Farther Destinations. More than 100 million outbound border crossings were made from China during the first 11 months of last year, and 70 percent of these represented travelers from Macau, Hong Kong, and Taiwan. Eighty-nine percent of travelers from China, however, stayed within the Asian continent. Nevertheless, more experienced travelers are expected to broaden their reach and “take advantage of more direct flight routes to a greater spread of destinations” in the future.
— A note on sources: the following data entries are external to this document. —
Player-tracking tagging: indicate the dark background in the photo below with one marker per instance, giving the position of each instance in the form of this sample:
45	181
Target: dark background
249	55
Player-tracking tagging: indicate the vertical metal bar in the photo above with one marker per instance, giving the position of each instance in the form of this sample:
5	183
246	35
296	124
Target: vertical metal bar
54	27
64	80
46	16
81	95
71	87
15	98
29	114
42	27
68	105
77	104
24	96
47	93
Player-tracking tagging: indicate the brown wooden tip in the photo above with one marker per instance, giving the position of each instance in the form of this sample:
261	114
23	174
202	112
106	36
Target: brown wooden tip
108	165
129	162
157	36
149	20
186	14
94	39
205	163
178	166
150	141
American Appeal. The United States is seeing a rush of inbound Chinese travelers, and the numbers are only expected to grow. In the first nine months of 2014, around 1.77 million Chinese visitors arrived in the United States, representing a 21 percent year-on-year increase. The number for the entire year was projected to exceed 2 million, an increase from 1.9 million in 2013. Business people, tourists, and exchange students will continue to drive American travel in 2015.
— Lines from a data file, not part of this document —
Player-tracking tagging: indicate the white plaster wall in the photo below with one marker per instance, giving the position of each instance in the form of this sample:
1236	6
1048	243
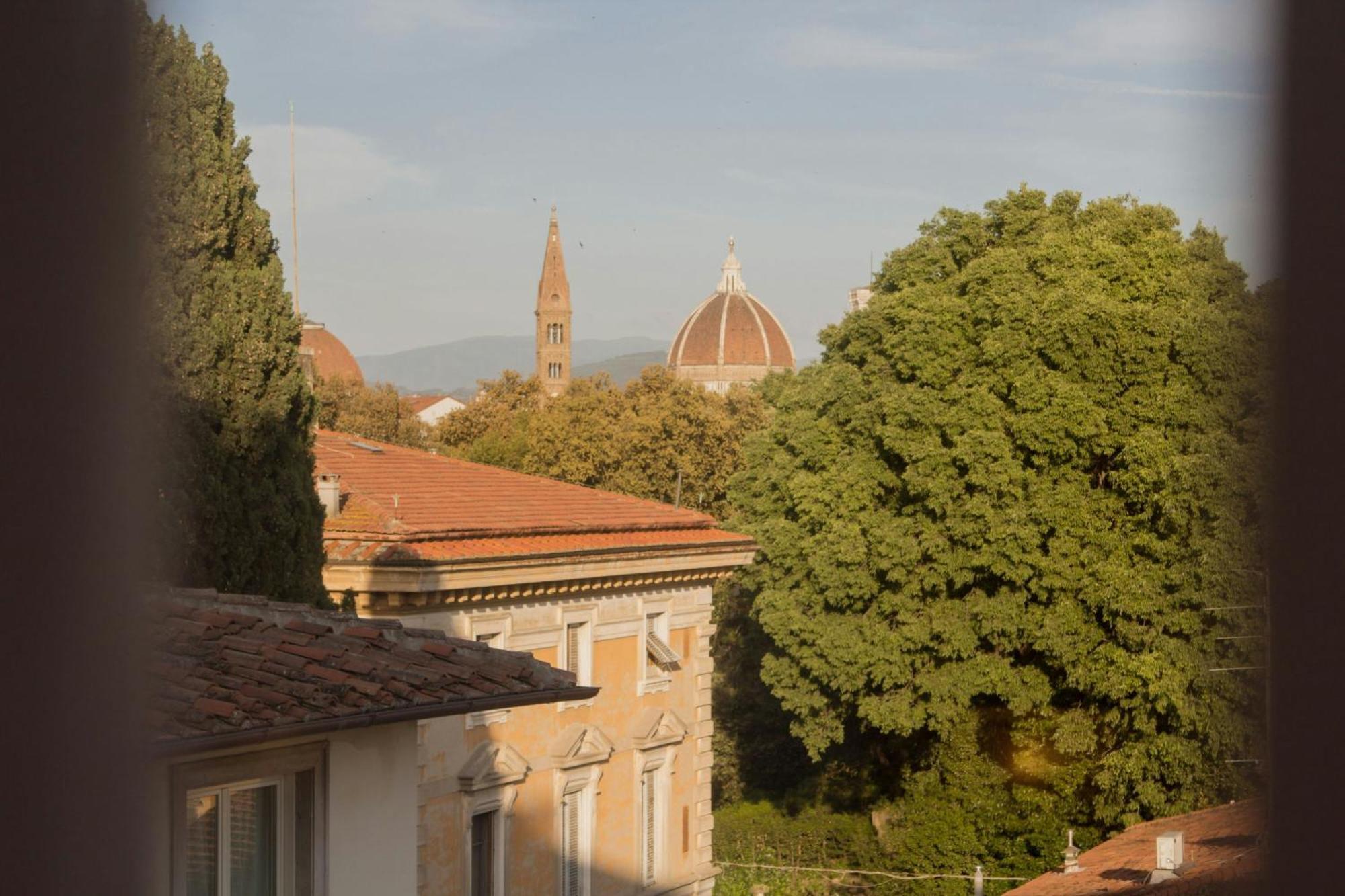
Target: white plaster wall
440	409
372	815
African Growth. Twenty-eight out of 59 countries in Africa experienced China-related growth exceeding 60 percent between September 2013 and September 2014, and Ethiopia, Kenya, Tanzania, Egypt, and South Africa were the top five African destinations for Chinese travelers last year. The continent is expected to experience continued growth in both its commercial and tourism sectors.
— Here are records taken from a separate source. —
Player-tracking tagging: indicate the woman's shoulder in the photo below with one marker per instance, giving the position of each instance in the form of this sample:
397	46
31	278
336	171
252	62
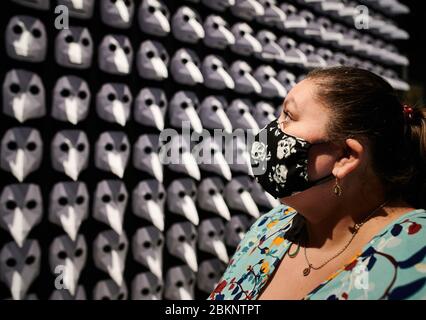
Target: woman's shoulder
251	253
274	219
Niche Tourism. Spurred by the “fragmentation of Chinese outbound tourism and the quest for new experiences,” tourism boards are now promoting niche experiences to affluent travelers, such as ski resorts in Switzerland, fine cuisine in Australia, and winter holiday offerings from Canada.
Cruises. According to the Cruise Lines International Association (CLIA), North Asia (and especially China) “is becoming a growth engine of the global cruise industry.” Chinese travel agencies are providing new cruise opportunities for their clients, larger cruise ships are entering the region, and major cruise lines are adopting a more China-focused approach to marketing.
Tourism and Hotel Assets. Last year, Chinese brands made some very high-profile international purchases related to tourism. Fosun “stepped up its bid for control of Club Med,” Anbang Insurance acquired the Waldorf Astoria hotel in New York, and Jin Jiang Hotels purchased Louvre Hotels. Such acquisitions will only become more commonplace in the future. Dalian Wanda will also unveil its worldwide Wanda Hotels and Resorts brand “from London and Madrid to Chicago and Australia’s Gold Coast.”
The Rise of China’s Secondary Airports. Since China’s primary airports are “over-worked” and provide limited opportunities for growth, airlines are creating new routes from China’s lower-tier cities. According to the Centre for Aviation, “there will be 11 daily long-haul flights into China’s secondary cities, spread across 26 city pairs – up from just four in 2010″ in 2015. At least eight international air carriers, including Lufthansa, British Airways, and United Airlines, will also operate secondary routes next year.
Global Visa-Free Access. China’s ranking on the Henley & Partners 2014 Visa Restrictions Index is low (tied for 83rd with Comoros and Jordan), but international travel will become easier for Chinese travelers in 2015 “as more governments and tourism boards integrate visa-free access into their China tourism strategies.”
New Payment Options for Travelers. Though retailers, ATM providers, hotels, and airport duty free stores the world over have upgraded their systems to accommodate China UnionPay cards, China “must remove UnionPay’s interbank clearing monopoly in 2015″ under World Trade Organisation rules. Credit card companies are expected to target Chinese travelers soon afterward.
More Effective Market Analysis. The tourism boards of countries as diverse as Australia, New Zealand, Singapore, Finland, and Italy are regularly surveying Chinese travelers to analyze developing trends, an effective means of gauging the market “if challenging questions are asked.”